How much alcohol is being sold online from individual to individual outside licensed entities like retailers and producers? There seems to be an effort by the country’s state attorneys general to convince us that it’s at dangerously large amounts. But is it?
Attorneys general from 46 states are so concerned about “illegitimate” alcohol sales on Ebay, Craigslist and Amazon that they put pen to paper and issued letters in October to these commercial platforms. In the letter, the attorneys general request the following from Ebay, Amazon and Craigslist:
“1. Review the current content posted to your companies’ websites and remove illegal postings for the sales and/or transfer of alcohol products.
2. Develop and deploy programming to block and prevent your platform users from violating state law by posting content for the sale and distribution of alcohol products on your websites.
The letter sent to the commercial platforms gives no hint whatsoever of how much alcohol is being sold online, by whom it is being sold, who is buying, what kind of alcohol is being offered by individuals or really any other specifics. However, the letter issued in October does provide some rationale for its issuance:
“We are aware of the occurrence of unlicensed, unregulated, and untaxed alcohol sales through digital platforms. Some of the products sold in this manner may be counterfeit, mislabeled, or fraudulent. The consumer may not know that this method of alcohol sales is illegitimate, or that these blackmarket products could pose health risks. Bad actors may exploit the anonymity of a digital platform to evade regulation, law enforcement, taxation and responsibility.“
The campaign by the 46 attorneys general and the National Association of Attorneys General has gotten a very little amount of media attention, despite some of the attorneys general making an effort to pitch the campaign to media.

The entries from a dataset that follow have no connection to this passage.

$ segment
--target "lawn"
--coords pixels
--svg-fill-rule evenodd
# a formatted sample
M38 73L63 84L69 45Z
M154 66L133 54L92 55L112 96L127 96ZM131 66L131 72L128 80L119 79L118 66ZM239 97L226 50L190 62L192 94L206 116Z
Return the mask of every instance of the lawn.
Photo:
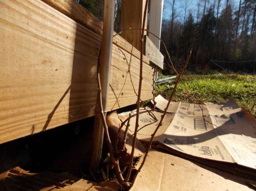
M249 113L256 102L256 76L223 74L185 74L177 86L173 101L219 102L232 98ZM174 83L156 85L155 94L168 99ZM251 112L256 117L256 105Z

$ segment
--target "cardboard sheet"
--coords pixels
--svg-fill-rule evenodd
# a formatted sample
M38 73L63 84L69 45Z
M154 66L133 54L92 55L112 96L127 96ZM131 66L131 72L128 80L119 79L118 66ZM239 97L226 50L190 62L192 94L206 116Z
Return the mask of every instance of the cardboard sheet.
M161 96L156 101L161 110L167 102ZM256 169L256 120L233 99L207 105L178 102L172 104L168 110L175 112L165 118L154 139L162 148ZM162 115L157 113L154 112L160 120ZM149 121L149 114L142 115L139 127ZM135 117L131 120L133 123ZM145 126L138 132L138 138L149 140L157 125ZM134 126L131 125L131 131L134 132Z
M250 184L256 183L255 180L151 150L130 191L253 191Z

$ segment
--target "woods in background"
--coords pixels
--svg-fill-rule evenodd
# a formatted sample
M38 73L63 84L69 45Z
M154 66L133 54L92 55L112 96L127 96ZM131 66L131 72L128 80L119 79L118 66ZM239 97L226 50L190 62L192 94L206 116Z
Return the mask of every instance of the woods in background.
M117 2L114 30L118 32L121 0ZM189 71L219 69L211 62L215 60L229 62L218 64L231 70L256 72L255 62L244 62L256 60L256 0L198 0L196 5L192 0L164 2L161 39L178 70L193 49ZM80 3L103 20L104 0L80 0ZM160 51L167 58L163 45ZM164 62L163 74L172 74L167 59Z
M219 62L225 68L256 71L255 62L235 62L256 59L256 0L240 0L237 5L229 0L199 0L196 9L188 6L191 0L183 0L183 16L171 0L170 19L162 23L161 39L175 65L183 64L192 48L190 71L217 69L213 59L230 62ZM161 51L166 55L163 46ZM163 71L170 72L168 67Z

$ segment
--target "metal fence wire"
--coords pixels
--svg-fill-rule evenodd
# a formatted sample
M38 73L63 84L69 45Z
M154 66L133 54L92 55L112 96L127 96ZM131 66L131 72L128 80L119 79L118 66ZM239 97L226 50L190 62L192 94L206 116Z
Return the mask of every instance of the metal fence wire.
M162 84L164 83L171 83L176 81L176 76L173 75L159 76L155 81L154 84L156 85Z

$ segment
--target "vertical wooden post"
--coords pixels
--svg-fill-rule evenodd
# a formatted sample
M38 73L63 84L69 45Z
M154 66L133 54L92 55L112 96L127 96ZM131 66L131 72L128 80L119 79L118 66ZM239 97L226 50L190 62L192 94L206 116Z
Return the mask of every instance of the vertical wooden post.
M132 27L132 21L134 28L142 28L144 10L146 0L126 0L125 2L122 1L121 11L121 31L127 28ZM128 9L127 10L127 8ZM146 29L146 19L145 28ZM146 33L145 32L145 34ZM133 31L129 30L121 33L121 35L127 42L132 44ZM134 46L140 51L140 38L141 31L134 31Z
M149 31L159 38L161 37L163 5L163 0L151 0L150 2ZM148 37L159 50L160 40L150 33Z
M114 19L114 0L106 0L104 5L104 16L102 42L100 56L99 75L101 86L102 99L100 100L98 91L97 103L95 109L95 117L93 135L93 144L90 168L93 173L99 165L102 157L104 129L100 113L100 104L102 101L103 112L105 117L107 112L109 90Z

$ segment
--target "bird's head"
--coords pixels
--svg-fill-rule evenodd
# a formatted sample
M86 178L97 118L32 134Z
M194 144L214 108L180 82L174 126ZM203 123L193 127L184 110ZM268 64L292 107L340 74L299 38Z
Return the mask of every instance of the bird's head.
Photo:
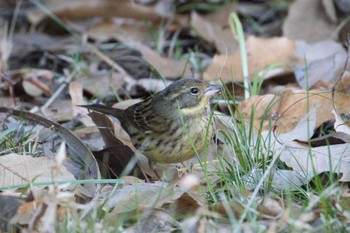
M157 94L171 108L177 107L186 115L200 114L209 108L209 100L222 90L219 85L210 85L198 79L181 79L173 82Z

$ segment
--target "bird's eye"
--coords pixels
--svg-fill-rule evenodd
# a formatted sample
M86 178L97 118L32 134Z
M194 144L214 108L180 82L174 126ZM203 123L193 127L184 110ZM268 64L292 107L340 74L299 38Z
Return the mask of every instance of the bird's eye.
M199 89L197 87L192 87L190 89L190 91L191 91L191 94L193 94L193 95L198 95L199 94Z

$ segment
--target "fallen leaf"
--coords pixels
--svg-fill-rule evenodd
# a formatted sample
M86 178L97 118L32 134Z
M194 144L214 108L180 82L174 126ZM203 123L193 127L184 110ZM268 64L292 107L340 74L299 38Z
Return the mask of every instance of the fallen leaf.
M294 68L296 80L304 89L318 81L334 82L343 72L346 62L343 46L331 40L316 43L296 41L296 56L305 61Z
M342 174L339 181L350 181L350 143L316 148L287 147L280 159L294 171L303 173L333 172Z
M307 42L321 41L331 38L336 26L327 18L321 0L296 0L289 7L283 35Z
M52 174L55 161L47 157L7 154L0 156L0 187L28 184L30 182L53 182L75 180L63 166L59 173Z
M231 54L238 49L238 41L229 27L223 28L195 11L191 14L191 25L203 39L215 44L220 54Z
M289 66L297 60L295 49L295 42L286 37L257 38L249 36L246 40L249 78L253 80L253 74L272 64L281 64L285 72L289 71ZM203 74L203 78L205 80L222 78L242 82L240 51L230 55L215 55L212 64Z

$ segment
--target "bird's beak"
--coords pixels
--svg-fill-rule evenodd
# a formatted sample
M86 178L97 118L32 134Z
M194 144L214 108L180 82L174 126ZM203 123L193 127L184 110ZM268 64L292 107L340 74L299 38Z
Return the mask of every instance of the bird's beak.
M221 85L212 85L212 84L209 84L207 89L205 90L205 93L204 95L205 96L212 96L218 92L221 92L222 91L222 86Z

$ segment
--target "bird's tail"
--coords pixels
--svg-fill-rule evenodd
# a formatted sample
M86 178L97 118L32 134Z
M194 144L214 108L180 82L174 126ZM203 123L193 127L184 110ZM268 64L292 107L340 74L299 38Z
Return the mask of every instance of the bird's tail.
M108 107L102 104L89 104L89 105L78 105L79 107L87 108L95 112L104 113L107 115L114 116L121 120L124 117L124 110Z

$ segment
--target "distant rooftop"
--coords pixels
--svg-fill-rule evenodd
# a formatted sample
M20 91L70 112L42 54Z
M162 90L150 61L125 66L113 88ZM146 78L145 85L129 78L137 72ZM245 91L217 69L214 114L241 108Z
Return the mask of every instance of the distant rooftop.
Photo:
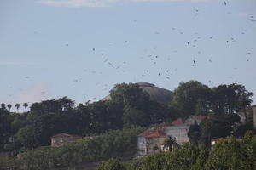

Needless to say, the problem of “unlicensed, unregulated and untaxed alcohol sales through digital platforms” doesn’t rank too high in the media’s or consumers’ consciousness. The primary reason this collective effort hasn’t gotten attention is due to the fact that those trying to raise awareness don’t appear to have any statistics to share on how much alcohol is sold via digital platforms nor do they appear to have any identifiably instance of anyone getting sick, let alone dying, from a bottle of alcohol purchased on a digital platform.
Put another way, there hasn’t been much evidence that the person-to-person sale of alcohol on Ebay, Amazon and Craigslist is really much of a problem.
There is something else going on here beyond any real, pressing issue. Perhaps of the one AGs had a personal experience or local complaint by a constituent concerning alcohol sales on digital platforms and was able to use the National Association of Attorneys General to satisfy the concerns of the constituent. Who knows?
One thing should be made clear. This particular campaign is not aimed at curtailing sales and shipment of alcohol to consumers by licensed retailers and producers. It’s aimed primarily at private citizens who buy, sell and trade alcohol online.